SRG Partnership and workplace strategy consultant B+H Advance Strategy recognized both collaborative work and social interaction as a harmonizing tool in facilitating connections between diverse research teams.
“The focus on team science is evident in the building configuration, emphasizing connectivity through ‘neighborhoods’ and strategic laboratory and office adjacencies,” said Tim Evans, AIA, LEED AP, Principal, SRG Partnership.
The building encourages casual social interactions through various meeting attractions including cafés, a pub and an outdoor deck while a range of meeting spaces — small private rooms for individual work, casual spaces for conversation and more formal conference rooms—support different modes of work and connection.
The design trades the stereotypical dark, basement-like workspaces seen in many lab/research facilities for a softer, warmer space through the incorporation of glass and wood elements which helps to widen the space and provide access to natural light.
Outside views can be accessed from essentially any work station, offering an inviting and comfortable space for researchers in the facility.
“From a structural standpoint, the auditorium serves as a true engineering marvel,” said Richard Brecke, LEED AP, project director at McCarthy/Andersen. “Clear views of the entire room were deemed necessary for the functionality of the space and how it would be used. To ensure clear lines of sight, the team realized that removal of a major support column in the center of the auditorium needed to be accomplished without interfering with the building’s structural integrity.”
Brecke continued, explaining that with considerable latitude to identify optimal, value-driven solutions, the structural team designed and constructed the unique and innovative sixth-floor concrete transfer girder and hanging column, which goes down to the roof of the auditorium and holds up the floors above.
According to Brecke, the team achieved building completion by working with many local subcontractors, including Andersen Structures, Cherry City Electric, TCM, J.H. Kelly, Western States Fire Protection, Fred Shearer and Son, McDonald Excavating, General Sheet Metal, and Raimore Construction, a local minority-owned business that was responsible for managing the fabrication and erection of the steel.
“The project team took on an innovative approach to deliver KCRB through Integrated Project Delivery,” said Brecke.
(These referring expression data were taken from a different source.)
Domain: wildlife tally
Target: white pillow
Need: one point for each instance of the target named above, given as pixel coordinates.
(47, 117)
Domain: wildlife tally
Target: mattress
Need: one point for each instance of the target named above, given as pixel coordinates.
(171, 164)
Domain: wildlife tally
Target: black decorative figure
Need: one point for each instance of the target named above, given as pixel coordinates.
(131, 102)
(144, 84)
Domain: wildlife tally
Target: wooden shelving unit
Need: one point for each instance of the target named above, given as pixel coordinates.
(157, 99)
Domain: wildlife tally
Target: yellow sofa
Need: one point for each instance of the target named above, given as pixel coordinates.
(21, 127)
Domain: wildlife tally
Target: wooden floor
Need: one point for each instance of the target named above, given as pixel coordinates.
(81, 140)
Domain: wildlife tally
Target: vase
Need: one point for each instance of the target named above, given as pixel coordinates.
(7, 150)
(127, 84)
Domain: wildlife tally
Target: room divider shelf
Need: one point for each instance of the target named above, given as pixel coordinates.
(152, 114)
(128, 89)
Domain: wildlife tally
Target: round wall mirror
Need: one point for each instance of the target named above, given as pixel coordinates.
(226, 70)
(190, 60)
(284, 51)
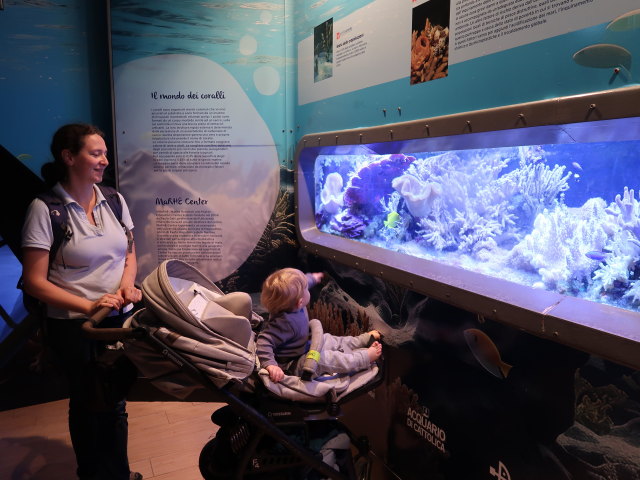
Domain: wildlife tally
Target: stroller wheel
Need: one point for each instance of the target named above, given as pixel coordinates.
(217, 461)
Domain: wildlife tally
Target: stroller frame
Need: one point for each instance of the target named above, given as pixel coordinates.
(248, 437)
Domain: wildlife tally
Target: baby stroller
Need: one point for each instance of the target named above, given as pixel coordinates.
(195, 343)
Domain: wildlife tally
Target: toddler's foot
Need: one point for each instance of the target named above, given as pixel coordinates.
(375, 350)
(374, 336)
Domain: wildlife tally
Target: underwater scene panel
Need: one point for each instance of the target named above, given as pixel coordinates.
(559, 217)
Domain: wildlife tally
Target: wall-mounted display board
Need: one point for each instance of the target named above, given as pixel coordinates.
(197, 115)
(526, 214)
(387, 61)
While using a ‘team build’ model, the multidisciplinary group made up of builders, architects, engineers and consultants worked together to maintain alignment on the project’s goals and guiding principles through all project phases in support of creating the “team science” facility.”
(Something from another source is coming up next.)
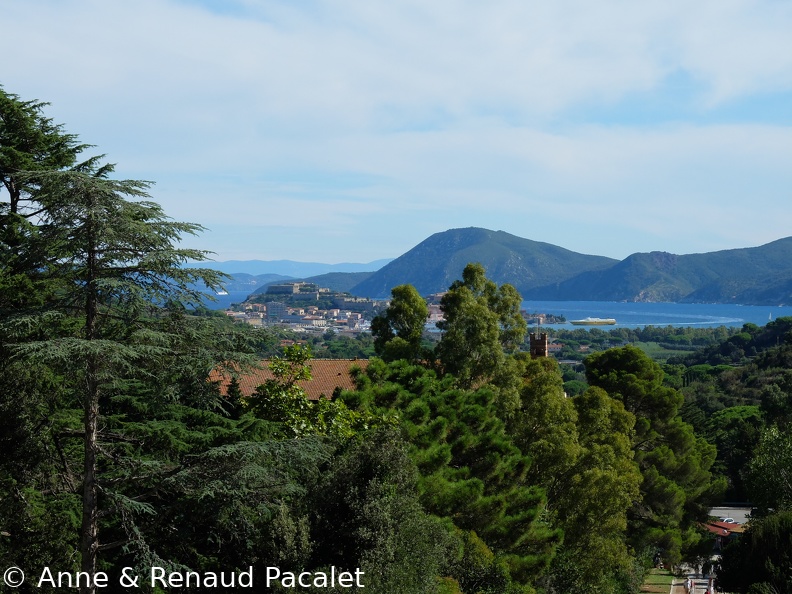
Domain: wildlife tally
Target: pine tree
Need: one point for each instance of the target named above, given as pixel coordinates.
(120, 283)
Brecke continued, stating that the cohesive environment emphasized by an on-site co-location facility, combined with tools including virtual reality and the use of lean construction methodology were instrumental in allowing McCarthy/Andersen to reach its full potential as an integrated design and construction team.
The building’s generator is also one KRCB’s most noteworthy technological features.
It’s sized to service the facility for 48 hours, and in the event of an emergency, the power company is given the ability to turn the generator on and redirect power back into the grid to provide the immediate community with power.
KCRB also touts a 10-gigabit network – significantly larger than the one gigabit network seen with most buildings – to aid the computational biology research that will take place. The incorporation of such a large network specifically grants computational biologists with added flexibility so they can collaborate with other teams and move about the building without issue.
Ultimately, it is the Knight Cancer Institute’s mission to use these advanced research facilities to put an end to cancer one and for all.
“We pledge to use this facility to end cancer as we know it,” Brian Druker, director of the OHSU Knight Cancer Institute said in a press release. “We will be reminded of our pledge each day as we work within these walls.”